I don't see what's wrong though because it seems to be saying I can't
use the String as an argument but from what I can work out, I've stuck
to the method shown in the JDOM API
http://www.jdom.org/docs/apidocs/org/jdom/Element.html#getChildren(java.lang.String)
Any ideas? Thanks

Steve



public void process(Element element)
{
int numberOfPoints;

try
{
List content = element.getChildren("interpretedData")
.getChildren("Slope")
.getChildren("groundProfile")
.getChildren("groundSurface")
.getChildren("Line")
.getChildren("Points");
numberOfPoints = content.size();
groundSurfacePointsX = new float[numberOfPoints];
groundSurfacePointsY = new float[numberOfPoints];
int i=0;
 
T

Tajonis

My first question back to you would be which version of JDOM are you
using?

Here is a code snippet that I am currently using with JDOM 1.0 and it
works great.

Iterator valueIterator = filterElement.getChildren("value").iterator();
String values = "";

while(valueIterator.hasNext()){
Element valueElement = (Element)valueIterator.next();
values += valueElement.getAttributeValue("value") + ";";
}

The one thing I would make sure of is that (because ive run into
problems on UNIX) is this comment direct from JDOM FAQ:

What's wrong?

You need to ensure that the xerces.jar file supplied with the JDOM
download is in your classpath before any other XML classes, such as
those that come with JAXP or Crimson. These other XML libraries, as
well as older versions of Apache Xerces, support DOM Level 1 and SAX
1.0, not the required DOM Level 2 and SAX 2.0. The result is an
exception being thrown. Check your classpath, and try again. If the
classpath looks OK, the problematic JAR might also be hiding in the
system's standard extension directory (see the following).

Other than that I would suggest not using
Element.getChildren("name").getChildren("name").getChildren("name").getChildren("name")

But instead iterating over the List that is returned for each
..getChildren("name") call.
 
S

steve_marjoribanks

I'm using JDOM 1.0 and I checked my classpath and tried it again but
it's still reporting the same error.

I could try and re-code it in a different way but the thing is that I
need to carry out a few similar statements and if I iterate over each
list returned from the getChildren methods it will make my code much
longer.
However, I'm not even sure this is the problem because as shown in the
error report which I gave above, it is flagging the very first
getChildren() method and seems to have a problem with an
element.getChildren(java.lang.String) method returning a list even
though it is supposed to do exactly that according to the API?!

Steve
 
J

James Westby

I'm using JDOM 1.0 and I checked my classpath and tried it again but
it's still reporting the same error.

I could try and re-code it in a different way but the thing is that I
need to carry out a few similar statements and if I iterate over each
list returned from the getChildren methods it will make my code much
longer.
However, I'm not even sure this is the problem because as shown in the
error report which I gave above, it is flagging the very first
getChildren() method and seems to have a problem with an
element.getChildren(java.lang.String) method returning a list even
though it is supposed to do exactly that according to the API?!

Steve
The problem is not the first invocation, it is all the chained invocations.

If these are split out then your code would look like

List firstChildren = element.getChildren("...

List secondChildren = firstChildren.getChildren("...

However you can see that you are calling the getChildren method of List
in the second line, and this method does not exist.
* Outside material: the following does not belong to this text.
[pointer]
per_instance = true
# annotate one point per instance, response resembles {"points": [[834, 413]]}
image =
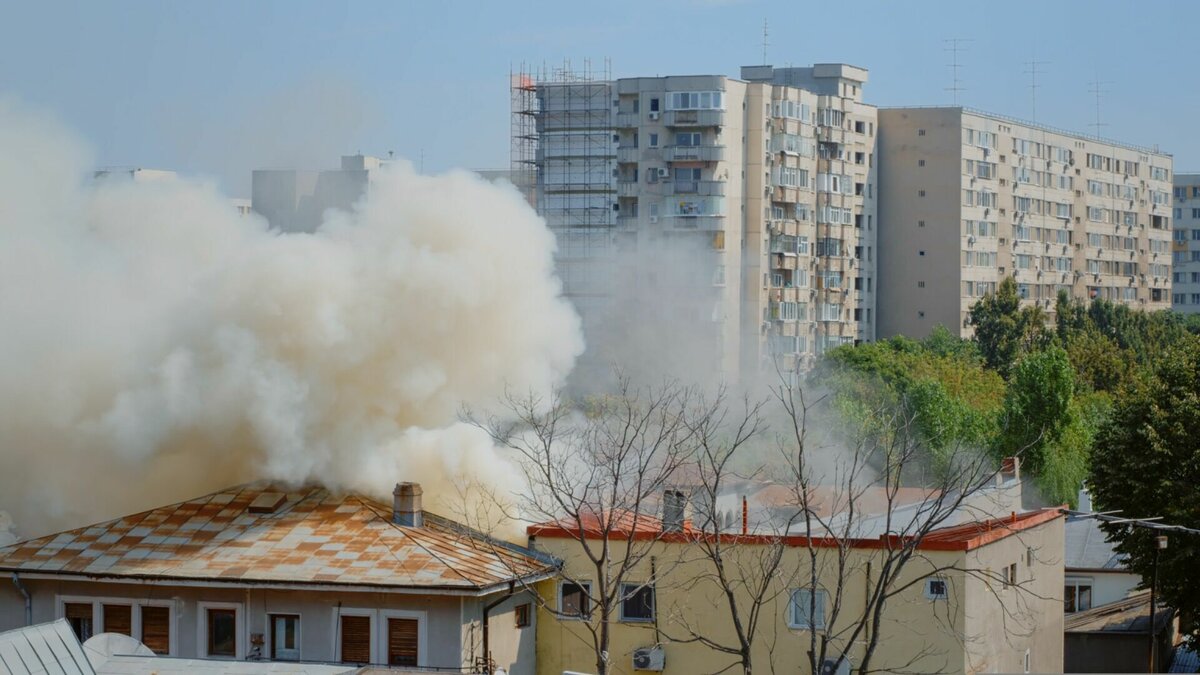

You need to call the
method on ech of the members of firstChildren, and so iterate in some
fashion.


James
 
S

steve_marjoribanks

Is it not possible to navigate straight to an element by using names
then? Is it necessary to iterate through the list of child elements at
every level of the XML tree?

Steve
 
J

James Westby

Is it not possible to navigate straight to an element by using names
then? Is it necessary to iterate through the list of child elements at
every level of the XML tree?

Steve
But which element do you want? The first one with that name, the last
one, a collection of all of them, or the next one since you last called it?

Have a look at Filter ans ElementFilter in JDOM, they might do what you
want.

Or look at XPath, there is some in JDOM now, that might do it also.